Why We Did This Benchmark
We were tired of choosing vector databases based on marketing materials and Twitter hype. Every RAG project starts with the same question: which vector DB? And the answer is usually whatever the team used last time. So we decided to actually measure things with realistic data and query patterns from our production systems.
Our test dataset: 1.2 million document chunks from a legal document corpus, embedded with OpenAI text-embedding-3-small (1536 dimensions). Queries were 5,000 real user questions from a production system. We tested on equivalent infrastructure — the closest we could get to apples-to-apples.
Pinecone: The Safe Choice (With Caveats)
Pinecone was the easiest to set up. Their serverless tier is genuinely zero-ops — you don't think about infrastructure at all. Query latency was consistent: p50 at 45ms, p99 at 120ms. For a managed service, that's solid. Recall@10 was 0.94 on our test set.
The downside: cost. At our data volume, we were looking at roughly $250/month on the standard plan. That's fine for a well-funded startup, but for the Indian market where we build many projects, clients push back on recurring infrastructure costs denominated in dollars. Also, Pinecone's metadata filtering has limitations — complex boolean queries slow things down significantly, and there's a hard limit on metadata field count.
Weaviate: Powerful but Operationally Heavy
Weaviate is impressive. Hybrid search (combining vector and keyword search) is built-in and actually works well — our recall@10 jumped to 0.97 with hybrid mode enabled. The GraphQL API is flexible, and the multi-tenancy support is the best of any vector DB we've tested. Query latency: p50 at 38ms, p99 at 95ms. Fastest of the four.
But running Weaviate in production is work. We self-hosted on AWS EKS and spent two days just getting the Helm charts configured correctly. Memory usage is aggressive — plan for 2-3x your data size in RAM. We had an OOM incident on a 16GB instance that took down the cluster at 2 AM. Their cloud offering (Weaviate Cloud Services) is easier but pricey — more expensive than Pinecone for equivalent usage.
Chroma: Great for Prototyping, Not for Production
Hot take: Chroma is fantastic for local development and prototyping. The Python API is clean, it runs embedded in your process, and you can go from zero to working RAG in 15 minutes. We love it for hackathons and proof-of-concepts.
For production though, we can't recommend it yet. At 1.2M vectors, query latency was p50 at 180ms, p99 at 600ms. The single-node architecture means no horizontal scaling. Persistence has been flaky in our testing — we lost data twice during unexpected shutdowns. The Chroma team is working on a cloud offering that might solve these issues, but as of mid-2024, it's not there yet.
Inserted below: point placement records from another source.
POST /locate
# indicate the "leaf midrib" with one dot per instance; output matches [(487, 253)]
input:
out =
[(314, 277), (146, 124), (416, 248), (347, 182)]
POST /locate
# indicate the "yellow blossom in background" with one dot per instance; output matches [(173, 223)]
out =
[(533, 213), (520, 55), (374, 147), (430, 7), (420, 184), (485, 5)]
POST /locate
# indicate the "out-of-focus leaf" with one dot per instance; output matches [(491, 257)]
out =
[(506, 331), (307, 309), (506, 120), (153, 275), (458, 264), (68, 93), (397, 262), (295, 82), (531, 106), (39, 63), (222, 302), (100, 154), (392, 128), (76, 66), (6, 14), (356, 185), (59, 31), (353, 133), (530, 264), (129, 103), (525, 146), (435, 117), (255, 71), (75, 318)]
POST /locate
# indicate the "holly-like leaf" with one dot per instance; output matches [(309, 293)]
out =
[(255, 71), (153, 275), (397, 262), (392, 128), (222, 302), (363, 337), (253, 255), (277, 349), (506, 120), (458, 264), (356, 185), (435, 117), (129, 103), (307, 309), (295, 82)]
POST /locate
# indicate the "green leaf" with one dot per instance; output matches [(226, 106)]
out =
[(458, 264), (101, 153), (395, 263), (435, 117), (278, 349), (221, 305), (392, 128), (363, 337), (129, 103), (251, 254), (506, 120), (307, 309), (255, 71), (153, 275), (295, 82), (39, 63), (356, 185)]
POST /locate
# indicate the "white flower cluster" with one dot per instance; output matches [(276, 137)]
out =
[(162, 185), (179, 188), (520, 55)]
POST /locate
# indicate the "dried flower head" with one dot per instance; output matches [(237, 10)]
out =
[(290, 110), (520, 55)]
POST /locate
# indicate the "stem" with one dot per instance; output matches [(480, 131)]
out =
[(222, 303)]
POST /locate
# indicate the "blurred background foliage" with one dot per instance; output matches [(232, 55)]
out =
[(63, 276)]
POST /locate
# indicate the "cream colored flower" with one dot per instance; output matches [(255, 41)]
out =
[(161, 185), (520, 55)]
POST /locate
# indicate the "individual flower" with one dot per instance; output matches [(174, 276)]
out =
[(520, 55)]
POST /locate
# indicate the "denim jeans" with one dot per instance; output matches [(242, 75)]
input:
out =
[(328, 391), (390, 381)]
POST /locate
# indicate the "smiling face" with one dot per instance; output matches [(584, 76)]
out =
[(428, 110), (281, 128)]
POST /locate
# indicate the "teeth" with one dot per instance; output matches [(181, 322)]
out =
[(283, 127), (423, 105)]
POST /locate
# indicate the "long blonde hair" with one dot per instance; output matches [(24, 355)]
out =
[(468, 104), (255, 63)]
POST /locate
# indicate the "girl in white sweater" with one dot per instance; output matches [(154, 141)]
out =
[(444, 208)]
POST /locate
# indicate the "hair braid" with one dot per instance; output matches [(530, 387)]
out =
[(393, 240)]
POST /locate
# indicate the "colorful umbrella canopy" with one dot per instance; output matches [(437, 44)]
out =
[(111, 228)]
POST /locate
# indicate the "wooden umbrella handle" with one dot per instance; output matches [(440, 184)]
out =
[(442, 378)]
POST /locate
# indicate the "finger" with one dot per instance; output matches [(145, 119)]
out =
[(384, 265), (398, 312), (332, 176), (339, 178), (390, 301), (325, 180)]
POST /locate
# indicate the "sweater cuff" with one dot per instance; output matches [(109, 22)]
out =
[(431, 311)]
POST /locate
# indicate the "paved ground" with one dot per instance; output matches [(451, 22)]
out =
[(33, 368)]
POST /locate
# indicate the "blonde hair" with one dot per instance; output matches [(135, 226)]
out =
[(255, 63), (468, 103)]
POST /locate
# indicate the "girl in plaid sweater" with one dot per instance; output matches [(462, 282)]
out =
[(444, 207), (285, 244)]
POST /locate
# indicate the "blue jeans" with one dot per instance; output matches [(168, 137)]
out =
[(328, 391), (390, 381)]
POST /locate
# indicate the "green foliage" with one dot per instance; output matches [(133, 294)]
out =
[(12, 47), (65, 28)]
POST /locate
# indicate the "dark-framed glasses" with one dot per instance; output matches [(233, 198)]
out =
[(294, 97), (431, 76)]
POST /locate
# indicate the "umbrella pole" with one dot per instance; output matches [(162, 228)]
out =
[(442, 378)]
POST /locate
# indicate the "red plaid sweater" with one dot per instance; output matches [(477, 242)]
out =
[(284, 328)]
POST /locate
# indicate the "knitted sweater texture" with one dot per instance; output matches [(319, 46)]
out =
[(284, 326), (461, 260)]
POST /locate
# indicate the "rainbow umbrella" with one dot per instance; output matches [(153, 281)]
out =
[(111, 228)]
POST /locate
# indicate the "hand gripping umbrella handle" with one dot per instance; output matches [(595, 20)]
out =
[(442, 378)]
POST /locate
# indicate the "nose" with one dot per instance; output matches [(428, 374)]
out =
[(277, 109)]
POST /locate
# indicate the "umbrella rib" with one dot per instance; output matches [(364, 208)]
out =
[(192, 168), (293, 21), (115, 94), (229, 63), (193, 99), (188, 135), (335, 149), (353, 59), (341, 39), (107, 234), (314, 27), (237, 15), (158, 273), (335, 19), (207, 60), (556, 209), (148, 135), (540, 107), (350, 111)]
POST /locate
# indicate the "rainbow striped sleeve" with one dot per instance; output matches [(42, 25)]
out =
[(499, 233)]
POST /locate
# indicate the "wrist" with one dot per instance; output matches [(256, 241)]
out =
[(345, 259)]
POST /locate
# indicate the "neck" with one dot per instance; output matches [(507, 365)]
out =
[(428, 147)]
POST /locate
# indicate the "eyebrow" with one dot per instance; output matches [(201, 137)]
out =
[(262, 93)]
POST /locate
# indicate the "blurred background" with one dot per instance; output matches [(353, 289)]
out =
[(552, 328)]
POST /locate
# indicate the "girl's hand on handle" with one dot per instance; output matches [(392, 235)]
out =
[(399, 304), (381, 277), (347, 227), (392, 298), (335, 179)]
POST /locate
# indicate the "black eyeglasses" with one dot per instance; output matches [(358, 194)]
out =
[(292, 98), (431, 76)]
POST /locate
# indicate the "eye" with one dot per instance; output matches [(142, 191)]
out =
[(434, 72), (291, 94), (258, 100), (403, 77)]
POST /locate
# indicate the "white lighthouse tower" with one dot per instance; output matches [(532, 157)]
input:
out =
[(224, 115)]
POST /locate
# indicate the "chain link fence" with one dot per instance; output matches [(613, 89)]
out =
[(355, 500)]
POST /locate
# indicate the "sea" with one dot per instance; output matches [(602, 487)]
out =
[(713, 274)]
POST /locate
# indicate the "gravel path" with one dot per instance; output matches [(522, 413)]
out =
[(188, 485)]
pgvector: The Dark Horse That Won Us Over
Here's the surprise: for most of our projects, we now default to pgvector. Not because it's the best vector database — it isn't. But because it's good enough, and the operational benefits are massive. You're already running PostgreSQL. Your team already knows PostgreSQL. Your backups, monitoring, connection pooling, and HA setup already cover it.
Performance: with HNSW indexing (added in pgvector 0.5.0), query latency is p50 at 55ms, p99 at 150ms on our 1.2M vector dataset. Recall@10 was 0.92 — slightly lower than Pinecone and Weaviate, but tunable with index parameters. The killer feature is joining vector search results with your relational data in a single query. No separate infrastructure, no sync pipeline, no consistency issues.
We run pgvector on Supabase for most projects now. The cost is a fraction of dedicated vector DB services, and the developer experience is excellent.
Our Recommendation
If you're starting a new project: try pgvector first. If you hit performance limits at scale, move to Weaviate for self-hosted or Pinecone for managed. Use Chroma for prototyping only. And honestly, don't stress about this decision too much early on — the abstraction layer in LangChain or LlamaIndex makes switching relatively painless.